Why IIoT Connectivity Choices Are Harder Than They Look
When it comes to choosing a connectivity protocol for an industrial IoT implementation, it pays to make a thoughtful decision, even if it takes more time than planned.
The connectivity landscape is broad, the choices are varied and the chances to make a mistake are many. The situation is so complex that the Industrial Internet Consortium put together a 129-page paper, “The Industrial Internet of Things Volume G5: Connectivity Framework,” to address these concerns in 2018.
Rajive Joshi, principal solutions architect with Real-Time Innovations and one of the lead authors of the paper, is quick to stress just how overwhelming the choices are. “People don’t know where to start,” Joshi said. “A lot of these things are fairly obvious to me but when you talk to other people not doing this on a day-to-day basis, it’s extremely confusing. If it’s apples and oranges you can’t have a meaningful conversation and it’s important to understand what the landscape is.”
At a time when interest and enthusiasm for IoT endeavors remains strong — roughly one-third of large companies surveyed by IoT World Today in 2018 had IoT in production, in test or in the research phase — the pressure is on to make sure the connectivity choices are correct, scalable and industry-appropriate. We asked experts for their best advice.
How to Begin
With all of the protocol options available, Priya Thanigai, SimpleLink marketing manager – industrial markets at Texas Instruments recommends companies making IoT decisions start by answering a simple list of eight questions:
- Is this a brand new network installation or a retrofit?

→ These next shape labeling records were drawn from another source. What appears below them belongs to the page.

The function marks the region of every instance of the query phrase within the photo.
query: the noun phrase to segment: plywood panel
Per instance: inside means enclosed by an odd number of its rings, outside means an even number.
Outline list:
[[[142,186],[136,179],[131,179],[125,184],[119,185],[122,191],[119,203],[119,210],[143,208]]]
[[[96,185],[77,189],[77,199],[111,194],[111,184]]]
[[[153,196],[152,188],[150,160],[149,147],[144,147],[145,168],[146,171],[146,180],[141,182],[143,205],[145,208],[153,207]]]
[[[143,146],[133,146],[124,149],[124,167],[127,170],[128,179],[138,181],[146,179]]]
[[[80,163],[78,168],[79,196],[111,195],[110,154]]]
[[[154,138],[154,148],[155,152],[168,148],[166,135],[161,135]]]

- How many nodes are expected to be part of this network?
- What type of data throughput (speed, bandwidth and amount of data) is expected?

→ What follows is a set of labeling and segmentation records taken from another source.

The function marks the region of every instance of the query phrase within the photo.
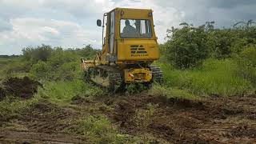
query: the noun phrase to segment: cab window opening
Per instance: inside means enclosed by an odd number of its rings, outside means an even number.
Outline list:
[[[150,38],[152,30],[150,21],[147,19],[121,19],[121,38]]]

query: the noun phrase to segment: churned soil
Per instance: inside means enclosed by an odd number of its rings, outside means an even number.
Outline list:
[[[2,82],[3,87],[0,88],[0,99],[10,94],[22,98],[30,98],[34,93],[37,93],[38,86],[42,85],[30,79],[28,77],[10,78]]]
[[[120,134],[153,143],[255,143],[256,97],[167,98],[148,94],[76,98],[72,108],[40,101],[8,120],[22,130],[0,127],[0,143],[85,143],[73,122],[85,115],[106,114]],[[74,118],[74,119],[72,119]],[[0,125],[1,126],[1,125]],[[31,137],[33,136],[33,137]]]
[[[256,142],[255,97],[193,101],[135,94],[103,99],[114,106],[108,115],[125,134],[151,135],[160,143]]]

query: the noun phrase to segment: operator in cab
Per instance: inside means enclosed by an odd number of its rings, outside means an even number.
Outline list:
[[[137,38],[139,34],[134,26],[130,26],[130,21],[126,19],[125,23],[126,26],[122,30],[122,36],[125,38]]]

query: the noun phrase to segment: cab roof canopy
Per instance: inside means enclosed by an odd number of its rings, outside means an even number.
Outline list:
[[[150,19],[152,18],[153,10],[150,9],[134,9],[134,8],[119,8],[117,7],[112,11],[115,11],[115,14],[118,14],[120,18],[131,19]]]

- Is there a need for multiple types of networks — for example, a low-power, long-range motion detector could be commissioned via BLE on a phone and be used to wake-up a camera that can then stream video over Wi-Fi?
- What are the strictest latency requirements?
- How is this network powered?
- What are the top security concerns?
- Is network congestion a potential problem?
The answers to those questions can help frame the next step, which might include talking to an IoT vendor. And that can go a few different ways, some of which won’t be particularly helpful, according to Patrick Fetterman, research analyst and vice president of customer operations with market research firm LNS Global. “Some of the vendors simply assume connectivity is in place while other vendors are very focused on connectivity,” he explained. “And still others think it’s a revolutionary idea to get to data generated from a piece of equipment.”
Industrial facilities are all over the map as well. “I’ve been in dozens and dozens of factories over the last 10 years and I’ve yet to encounter one that wasn’t a mishmash of equipment types,” said Tom Comstock, principal analyst with LNS. “Even within a factory using only a single vendor, you’re going to find multiple generations and multiple versions deployed over a 25-year-old layer of connectivity.”